Scientific computations such as finite-element method and particle-particle interactions are especially suitable for GPGPU applications, since they can easily take advantage of the parallel-computation architecture of GPU. In previous works, Nyland et al. (2004) and Harris (2005) implemented the N-body simulation in GPU but with limited performance improvement. More recently, a 50-fold speedup over Xeon CPU was achieved by using GeForce 8800 GTX graphic card and Cg shading language (Portegies Zwart et al., 2007), but it is still about an order of magnitude slower than a single GRAPE-6A card. Elsen et al. (2007) achieved nearly 100 GFLOPS sustained performance by using ATI X1900XTX graphic card and Brook shading language. Hamada and Iitaka (2007) proposed the “Chamomile” scheme by using CUDA, and achieved a performance of 256 GFLOPS for acceleration calculation only. Belleman et al. (2007) proposed the “Kirin” scheme also by using CUDA, and achieved a performance of 236 GFLOPS for acceleration, jerk, and potential calculations. Although the works of Hamada & Iitaka, and Belleman et al. have outperformed what can be achieved by a single GRAPE-6A card, these are either a sequential code that applies to a single GPU (Hamada & Iitaka, 2007) or a parallel code but only has been tested on a 2-GPU system (Belleman et al., 2007). Consequently, their performances are still incomparable to those of GRAPE-6 and GRAPE-6A cluster.
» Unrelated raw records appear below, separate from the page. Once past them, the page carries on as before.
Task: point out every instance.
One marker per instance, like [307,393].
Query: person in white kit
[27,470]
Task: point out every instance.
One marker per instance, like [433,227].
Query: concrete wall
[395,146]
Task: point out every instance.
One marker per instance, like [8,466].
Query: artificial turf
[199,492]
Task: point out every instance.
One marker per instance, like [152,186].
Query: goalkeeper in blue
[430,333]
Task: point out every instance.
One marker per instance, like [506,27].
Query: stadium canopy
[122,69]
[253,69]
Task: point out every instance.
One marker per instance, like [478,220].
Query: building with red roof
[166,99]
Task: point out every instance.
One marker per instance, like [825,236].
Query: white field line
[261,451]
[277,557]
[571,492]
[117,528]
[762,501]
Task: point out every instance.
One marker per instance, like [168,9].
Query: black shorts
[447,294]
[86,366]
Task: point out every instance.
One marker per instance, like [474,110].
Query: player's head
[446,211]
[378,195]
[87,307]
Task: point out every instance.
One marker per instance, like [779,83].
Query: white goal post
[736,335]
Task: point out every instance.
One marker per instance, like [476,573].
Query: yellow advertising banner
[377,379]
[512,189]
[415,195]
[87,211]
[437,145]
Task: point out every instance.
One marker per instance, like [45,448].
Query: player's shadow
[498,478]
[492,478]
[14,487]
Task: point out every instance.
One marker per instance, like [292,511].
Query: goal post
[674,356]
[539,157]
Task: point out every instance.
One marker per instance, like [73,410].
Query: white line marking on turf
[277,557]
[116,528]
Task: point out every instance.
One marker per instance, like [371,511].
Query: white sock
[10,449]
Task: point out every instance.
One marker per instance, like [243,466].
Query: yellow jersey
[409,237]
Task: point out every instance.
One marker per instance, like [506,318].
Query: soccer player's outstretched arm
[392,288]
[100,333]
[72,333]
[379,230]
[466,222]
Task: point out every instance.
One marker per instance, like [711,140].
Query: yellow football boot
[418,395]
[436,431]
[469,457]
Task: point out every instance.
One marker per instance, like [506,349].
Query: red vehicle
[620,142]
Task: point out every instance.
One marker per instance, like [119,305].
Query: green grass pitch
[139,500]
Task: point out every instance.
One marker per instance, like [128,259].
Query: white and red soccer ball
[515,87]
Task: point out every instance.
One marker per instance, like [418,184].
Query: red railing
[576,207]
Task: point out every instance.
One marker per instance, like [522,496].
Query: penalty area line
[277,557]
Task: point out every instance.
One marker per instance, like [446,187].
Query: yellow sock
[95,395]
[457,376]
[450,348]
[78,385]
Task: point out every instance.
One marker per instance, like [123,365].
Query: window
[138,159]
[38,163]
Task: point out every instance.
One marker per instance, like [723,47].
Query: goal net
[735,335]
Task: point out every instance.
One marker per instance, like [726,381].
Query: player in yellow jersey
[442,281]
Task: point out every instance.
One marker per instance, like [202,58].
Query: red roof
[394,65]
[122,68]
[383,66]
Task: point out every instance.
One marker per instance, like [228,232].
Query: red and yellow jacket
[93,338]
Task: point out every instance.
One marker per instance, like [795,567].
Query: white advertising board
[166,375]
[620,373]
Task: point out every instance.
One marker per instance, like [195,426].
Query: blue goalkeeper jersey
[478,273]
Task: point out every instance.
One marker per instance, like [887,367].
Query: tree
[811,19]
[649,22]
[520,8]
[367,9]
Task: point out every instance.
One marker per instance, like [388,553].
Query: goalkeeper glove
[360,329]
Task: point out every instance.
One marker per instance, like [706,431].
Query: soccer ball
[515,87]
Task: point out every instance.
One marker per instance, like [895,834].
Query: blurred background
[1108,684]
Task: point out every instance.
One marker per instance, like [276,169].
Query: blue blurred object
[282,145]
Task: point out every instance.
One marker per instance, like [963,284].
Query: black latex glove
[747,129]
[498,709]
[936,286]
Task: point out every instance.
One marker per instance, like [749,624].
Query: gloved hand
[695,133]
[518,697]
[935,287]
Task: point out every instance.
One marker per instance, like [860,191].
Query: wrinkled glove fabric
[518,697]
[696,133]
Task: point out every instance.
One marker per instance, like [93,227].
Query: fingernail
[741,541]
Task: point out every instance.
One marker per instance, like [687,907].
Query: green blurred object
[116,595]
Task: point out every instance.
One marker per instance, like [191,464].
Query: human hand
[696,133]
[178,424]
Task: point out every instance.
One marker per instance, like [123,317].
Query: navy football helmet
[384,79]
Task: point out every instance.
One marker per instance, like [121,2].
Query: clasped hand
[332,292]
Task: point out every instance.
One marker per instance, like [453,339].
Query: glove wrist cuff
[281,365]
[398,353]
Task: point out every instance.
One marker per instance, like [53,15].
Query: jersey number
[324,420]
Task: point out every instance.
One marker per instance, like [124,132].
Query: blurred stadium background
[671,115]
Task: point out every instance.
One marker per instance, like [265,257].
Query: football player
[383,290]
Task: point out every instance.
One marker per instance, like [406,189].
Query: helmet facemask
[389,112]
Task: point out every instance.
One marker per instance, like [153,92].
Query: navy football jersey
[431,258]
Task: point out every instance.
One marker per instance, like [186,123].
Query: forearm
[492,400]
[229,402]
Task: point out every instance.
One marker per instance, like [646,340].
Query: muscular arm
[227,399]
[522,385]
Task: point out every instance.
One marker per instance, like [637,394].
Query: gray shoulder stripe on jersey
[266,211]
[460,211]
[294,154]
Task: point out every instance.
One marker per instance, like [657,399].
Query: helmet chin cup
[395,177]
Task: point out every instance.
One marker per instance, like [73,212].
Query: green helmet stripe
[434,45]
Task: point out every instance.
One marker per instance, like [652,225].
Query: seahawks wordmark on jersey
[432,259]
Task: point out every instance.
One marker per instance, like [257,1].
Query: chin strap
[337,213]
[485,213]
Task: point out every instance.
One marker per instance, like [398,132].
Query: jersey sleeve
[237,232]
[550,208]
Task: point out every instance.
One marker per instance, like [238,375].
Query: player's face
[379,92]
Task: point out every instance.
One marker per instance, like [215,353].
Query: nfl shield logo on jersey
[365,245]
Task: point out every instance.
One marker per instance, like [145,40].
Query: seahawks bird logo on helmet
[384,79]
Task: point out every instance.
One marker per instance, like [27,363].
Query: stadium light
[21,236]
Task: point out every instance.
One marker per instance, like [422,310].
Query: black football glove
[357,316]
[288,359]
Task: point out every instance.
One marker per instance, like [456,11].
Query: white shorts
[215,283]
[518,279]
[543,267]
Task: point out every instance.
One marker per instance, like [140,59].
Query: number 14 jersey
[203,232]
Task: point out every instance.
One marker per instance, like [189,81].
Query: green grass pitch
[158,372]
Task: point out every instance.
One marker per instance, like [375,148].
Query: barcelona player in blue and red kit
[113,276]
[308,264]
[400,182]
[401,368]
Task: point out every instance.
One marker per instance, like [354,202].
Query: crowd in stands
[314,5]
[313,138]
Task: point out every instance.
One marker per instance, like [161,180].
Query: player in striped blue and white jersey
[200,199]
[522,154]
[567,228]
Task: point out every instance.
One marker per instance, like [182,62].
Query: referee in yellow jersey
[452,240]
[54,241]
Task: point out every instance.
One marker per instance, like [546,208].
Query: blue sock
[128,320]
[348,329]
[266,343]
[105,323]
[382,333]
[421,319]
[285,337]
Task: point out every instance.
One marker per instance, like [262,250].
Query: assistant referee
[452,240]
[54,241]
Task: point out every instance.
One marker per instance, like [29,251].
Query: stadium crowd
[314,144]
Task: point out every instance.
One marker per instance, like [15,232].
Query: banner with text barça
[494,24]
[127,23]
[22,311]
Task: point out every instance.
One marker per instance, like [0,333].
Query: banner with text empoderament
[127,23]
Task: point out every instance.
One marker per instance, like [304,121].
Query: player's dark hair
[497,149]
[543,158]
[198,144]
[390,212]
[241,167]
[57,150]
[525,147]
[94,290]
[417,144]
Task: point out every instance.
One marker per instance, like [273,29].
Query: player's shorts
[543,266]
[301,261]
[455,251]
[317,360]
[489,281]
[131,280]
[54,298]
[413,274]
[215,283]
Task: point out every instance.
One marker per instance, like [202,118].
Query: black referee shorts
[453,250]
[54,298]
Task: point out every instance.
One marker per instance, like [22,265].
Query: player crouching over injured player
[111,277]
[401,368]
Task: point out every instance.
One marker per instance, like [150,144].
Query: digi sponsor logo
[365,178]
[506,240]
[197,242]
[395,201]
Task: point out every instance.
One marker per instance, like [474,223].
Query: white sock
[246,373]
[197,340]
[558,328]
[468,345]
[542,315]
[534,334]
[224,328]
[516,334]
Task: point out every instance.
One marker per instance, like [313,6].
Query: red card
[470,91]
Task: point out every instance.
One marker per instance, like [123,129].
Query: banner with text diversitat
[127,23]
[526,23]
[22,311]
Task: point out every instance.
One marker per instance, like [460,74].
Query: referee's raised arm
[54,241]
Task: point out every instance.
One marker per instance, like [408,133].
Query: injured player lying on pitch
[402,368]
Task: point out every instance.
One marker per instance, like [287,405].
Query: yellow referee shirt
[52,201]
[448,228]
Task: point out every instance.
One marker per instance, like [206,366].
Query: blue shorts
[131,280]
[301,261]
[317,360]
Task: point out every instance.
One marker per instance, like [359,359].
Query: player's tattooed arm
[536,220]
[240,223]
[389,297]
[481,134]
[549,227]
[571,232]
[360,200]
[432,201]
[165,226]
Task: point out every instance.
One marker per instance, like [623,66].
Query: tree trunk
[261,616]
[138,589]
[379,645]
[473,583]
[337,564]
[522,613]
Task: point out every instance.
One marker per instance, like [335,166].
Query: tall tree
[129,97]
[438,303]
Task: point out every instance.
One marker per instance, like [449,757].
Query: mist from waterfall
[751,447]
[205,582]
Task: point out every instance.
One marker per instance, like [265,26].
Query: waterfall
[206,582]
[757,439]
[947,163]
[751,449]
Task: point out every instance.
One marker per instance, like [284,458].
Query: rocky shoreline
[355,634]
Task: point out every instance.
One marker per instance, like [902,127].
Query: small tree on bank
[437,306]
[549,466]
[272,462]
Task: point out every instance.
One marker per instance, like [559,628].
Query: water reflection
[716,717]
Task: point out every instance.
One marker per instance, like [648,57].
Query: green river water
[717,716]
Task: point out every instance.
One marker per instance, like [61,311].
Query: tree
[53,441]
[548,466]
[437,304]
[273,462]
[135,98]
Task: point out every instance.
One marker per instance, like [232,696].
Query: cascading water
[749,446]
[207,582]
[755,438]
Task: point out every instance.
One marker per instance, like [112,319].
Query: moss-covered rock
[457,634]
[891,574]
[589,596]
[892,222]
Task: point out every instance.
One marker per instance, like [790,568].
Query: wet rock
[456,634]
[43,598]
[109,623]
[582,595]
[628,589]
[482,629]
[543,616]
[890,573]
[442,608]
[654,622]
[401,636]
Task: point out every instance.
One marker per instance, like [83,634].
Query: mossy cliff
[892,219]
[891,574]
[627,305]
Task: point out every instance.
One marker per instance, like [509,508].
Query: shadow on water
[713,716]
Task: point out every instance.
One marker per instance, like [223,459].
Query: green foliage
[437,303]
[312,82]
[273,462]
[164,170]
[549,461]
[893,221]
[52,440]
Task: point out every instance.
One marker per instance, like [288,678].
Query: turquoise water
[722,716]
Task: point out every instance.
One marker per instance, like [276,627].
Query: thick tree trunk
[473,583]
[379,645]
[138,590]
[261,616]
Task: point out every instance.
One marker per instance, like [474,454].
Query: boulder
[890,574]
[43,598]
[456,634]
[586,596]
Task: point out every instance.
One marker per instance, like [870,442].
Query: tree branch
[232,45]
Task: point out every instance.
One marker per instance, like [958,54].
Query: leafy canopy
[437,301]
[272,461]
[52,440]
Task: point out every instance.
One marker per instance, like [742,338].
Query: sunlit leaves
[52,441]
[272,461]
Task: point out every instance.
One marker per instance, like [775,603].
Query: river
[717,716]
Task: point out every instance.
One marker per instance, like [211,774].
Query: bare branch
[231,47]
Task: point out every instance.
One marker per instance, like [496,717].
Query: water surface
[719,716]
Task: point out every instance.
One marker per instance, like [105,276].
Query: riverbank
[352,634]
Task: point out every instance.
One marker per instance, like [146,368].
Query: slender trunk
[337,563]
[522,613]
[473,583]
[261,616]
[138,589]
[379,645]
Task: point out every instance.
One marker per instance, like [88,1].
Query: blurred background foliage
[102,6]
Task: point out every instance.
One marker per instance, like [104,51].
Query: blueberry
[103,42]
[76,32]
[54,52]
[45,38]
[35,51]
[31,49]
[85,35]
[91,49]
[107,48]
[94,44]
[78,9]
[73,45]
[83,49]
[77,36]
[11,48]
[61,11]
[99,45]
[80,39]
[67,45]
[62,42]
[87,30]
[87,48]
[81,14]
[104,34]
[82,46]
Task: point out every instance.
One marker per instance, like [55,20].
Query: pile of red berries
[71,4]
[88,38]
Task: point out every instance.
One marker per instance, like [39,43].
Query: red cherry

Based on these works, we have built a 32-GPU cluster named GraCCA, which is compatible to CUDA and has achieved a measured performance of about 7 TFLOPS. In this paper, we describe the architecture and performance of our GPU cluster. We first describe the hardware architecture in detail in Section 2, and then our implementation of parallel direct N-body simulation in Section 3. We discuss the performance measurements in Section 4. In Section 5, we give a theoretical performance model, and finally a discussion of comparison with GRAPE, stability of GraCCA, and some future outlook are given in Section 6.